Don't let my failings in decorum cast The Encyclopedia of Rock Obituaries in an unflattering light. Unlike other past ghoulish literary works like Rock and Roll Babylon, which sensationalized many of these same deaths by printing disturbing photos of Sam Cooke's shot-up carcass or Otis Redding's corpse being pulled out of icy Lake Monoma, Rock Obituaries carries not a single photo or illustration. Just dates, career summaries, causes of death and the sometimes eerie coincidences that accompany them. Like the fact that Redding's scheduled opening act for that ill-fated Wisconsin gig was a band called The Grim Reaper! Everybody say "eeeeyoooh . . ."

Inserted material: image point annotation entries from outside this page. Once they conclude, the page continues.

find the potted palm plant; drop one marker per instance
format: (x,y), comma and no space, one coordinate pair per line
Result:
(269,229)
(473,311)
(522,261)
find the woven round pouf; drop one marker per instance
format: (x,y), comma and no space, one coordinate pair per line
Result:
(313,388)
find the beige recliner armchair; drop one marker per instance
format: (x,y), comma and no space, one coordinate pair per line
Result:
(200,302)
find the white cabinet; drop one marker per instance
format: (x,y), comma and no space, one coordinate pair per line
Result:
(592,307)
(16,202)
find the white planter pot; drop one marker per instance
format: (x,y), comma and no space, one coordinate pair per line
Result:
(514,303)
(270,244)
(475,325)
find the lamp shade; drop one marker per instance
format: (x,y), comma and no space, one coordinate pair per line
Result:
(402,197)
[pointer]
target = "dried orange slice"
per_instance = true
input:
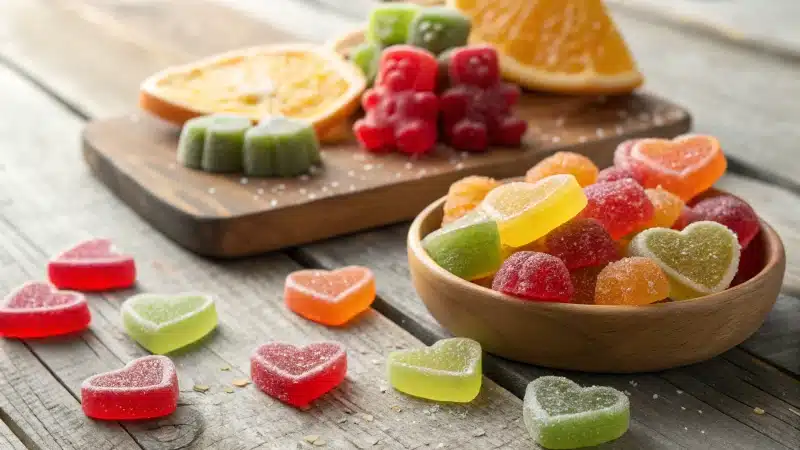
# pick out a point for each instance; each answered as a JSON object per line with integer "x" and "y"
{"x": 566, "y": 46}
{"x": 294, "y": 80}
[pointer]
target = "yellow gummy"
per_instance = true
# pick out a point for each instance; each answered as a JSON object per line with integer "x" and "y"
{"x": 527, "y": 211}
{"x": 448, "y": 371}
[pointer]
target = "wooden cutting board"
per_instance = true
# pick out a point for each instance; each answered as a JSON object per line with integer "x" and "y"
{"x": 232, "y": 216}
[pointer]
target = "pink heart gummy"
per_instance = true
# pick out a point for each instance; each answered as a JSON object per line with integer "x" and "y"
{"x": 37, "y": 309}
{"x": 298, "y": 375}
{"x": 144, "y": 389}
{"x": 93, "y": 265}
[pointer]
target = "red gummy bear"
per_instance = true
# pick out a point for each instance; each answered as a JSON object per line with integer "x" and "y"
{"x": 534, "y": 276}
{"x": 402, "y": 108}
{"x": 477, "y": 108}
{"x": 298, "y": 375}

Because it sets itself as "an authoritative reference work," there are also no crass charts depicting how many people died of drugs, heart attacks or plane crashes. But I know you're all as curious as can be, and I've got plenty of free time, apparently. So here's the breakdown. A word of warning: People who enjoy snacking on cherries and are prone to heart attacks may find the following information extremely disturbing.
Top Causes for Rock 'n' Roll Deaths:
Heart Attacks, 187
Various Cancers, 182
Drug Overdose, 59
Plane Crash, 46
Liver Disease, 37
Car Crash, 34
Bleeding Ulcers, 8
Brain Hemorrhage, 5
Falling Down Stairs, 4
Lou Gehrig's Disease, 1
Choking on a Cherry Pit, 1
Choking on Ham Sandwich, 0
In an effort to further their archaic "rock is evil" argument, the Internet naysayers from www.biblebelievers.com (see related story) would still have you believe that drugs are rock's biggest killer, but it's good, old-fashioned heart attacks that top out the rock list at 187. And even Billy Graham has had one of those. Drug overdoses check in at a surprisingly low 59. Even the number of plane crash victims isn't unique to rock. If I was compiling a list of pilots, the number of fatalities there would be nearly as high.